ウ テンカイ

YU Tianhui

ルネ・マグリット研究 —1943-1948 年の作品を中心に—
René Magritte research: Focusing on 1943-1948s works

論文|48ページ(34,740字)

作者より

ルネ・マグリットはベルギー出身の20世紀を代表するモダンアートの芸術家の一人である。私たちの認識の中で、マグリットはシュルレアリスムの画家に分類され、イメージを本来の文脈から切り離し、別の文脈の中に転置するデペイズマンの技法によって制作された絵画作品の印象が強い。そして、従来のマグリット研究の大多数は、デペイズマンによって制作した作品を主な対象としている。
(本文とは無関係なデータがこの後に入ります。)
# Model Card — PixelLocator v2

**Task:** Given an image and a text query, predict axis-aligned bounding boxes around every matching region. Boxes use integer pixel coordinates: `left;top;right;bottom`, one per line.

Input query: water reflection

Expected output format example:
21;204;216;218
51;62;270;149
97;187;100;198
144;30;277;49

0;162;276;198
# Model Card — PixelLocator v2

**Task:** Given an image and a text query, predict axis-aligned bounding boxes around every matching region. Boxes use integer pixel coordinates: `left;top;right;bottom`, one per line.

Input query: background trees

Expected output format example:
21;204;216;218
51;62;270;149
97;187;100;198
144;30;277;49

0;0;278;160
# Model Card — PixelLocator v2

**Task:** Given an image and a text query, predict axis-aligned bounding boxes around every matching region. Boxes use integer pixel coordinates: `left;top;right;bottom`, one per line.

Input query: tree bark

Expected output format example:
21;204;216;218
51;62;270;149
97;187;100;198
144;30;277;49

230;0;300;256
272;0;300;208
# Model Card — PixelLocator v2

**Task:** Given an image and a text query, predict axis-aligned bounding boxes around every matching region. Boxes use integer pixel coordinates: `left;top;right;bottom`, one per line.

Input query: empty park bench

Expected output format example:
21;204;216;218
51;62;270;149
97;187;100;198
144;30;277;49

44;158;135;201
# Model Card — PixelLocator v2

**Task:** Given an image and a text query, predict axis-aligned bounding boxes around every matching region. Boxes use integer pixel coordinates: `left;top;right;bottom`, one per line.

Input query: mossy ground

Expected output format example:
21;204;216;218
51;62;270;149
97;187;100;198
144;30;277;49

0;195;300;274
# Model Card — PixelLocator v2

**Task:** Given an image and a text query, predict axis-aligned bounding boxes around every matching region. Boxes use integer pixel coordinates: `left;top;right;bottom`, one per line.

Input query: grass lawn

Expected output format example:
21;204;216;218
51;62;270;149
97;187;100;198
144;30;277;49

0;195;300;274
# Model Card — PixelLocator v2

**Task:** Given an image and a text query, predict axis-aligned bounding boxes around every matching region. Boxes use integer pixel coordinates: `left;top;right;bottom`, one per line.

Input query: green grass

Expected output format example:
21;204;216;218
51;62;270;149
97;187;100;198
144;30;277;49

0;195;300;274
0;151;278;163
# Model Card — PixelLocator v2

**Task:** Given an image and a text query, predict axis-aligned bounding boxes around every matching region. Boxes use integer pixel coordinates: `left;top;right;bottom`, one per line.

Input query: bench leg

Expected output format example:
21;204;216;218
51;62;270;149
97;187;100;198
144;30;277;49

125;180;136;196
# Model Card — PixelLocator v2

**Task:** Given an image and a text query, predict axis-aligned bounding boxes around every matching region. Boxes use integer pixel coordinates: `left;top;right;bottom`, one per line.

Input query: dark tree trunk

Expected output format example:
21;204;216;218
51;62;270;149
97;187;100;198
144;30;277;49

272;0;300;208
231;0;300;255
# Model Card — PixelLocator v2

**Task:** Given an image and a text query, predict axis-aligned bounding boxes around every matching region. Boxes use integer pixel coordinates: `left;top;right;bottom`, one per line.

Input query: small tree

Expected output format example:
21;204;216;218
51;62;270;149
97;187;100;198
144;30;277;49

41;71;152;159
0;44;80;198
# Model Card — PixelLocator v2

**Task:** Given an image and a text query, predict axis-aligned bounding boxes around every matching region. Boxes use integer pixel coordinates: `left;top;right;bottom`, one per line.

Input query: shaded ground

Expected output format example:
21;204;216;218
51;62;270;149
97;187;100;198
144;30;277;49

しかし多作の画家として、マグリットの典型的なスタイルによる作品を描いた時代のほかに、様々な様式、作風への模索と挑戦を行った実験的な時期も多く、同様にこれらの作品も研究の価値が高いと考えている。

ウ テンカイ

担当教員より

シュルレアリスムの画家ルネ・マグリットの「陽光に満ちたシュルレアリスムの時代」(1943-47年)および「ヴァッシュ(雌牛)の時代」(1948年)と呼ばれる、第二次世界大戦中から戦後の数年間に描かれた作品群についての研究。当時マグリットが書いた論文と手紙の分析や、彼が関心を持っていた過去の芸術家たちの絵画との比較を通じて、この時代の主要作品の意図やタイトルの意味について新しい見解を示した。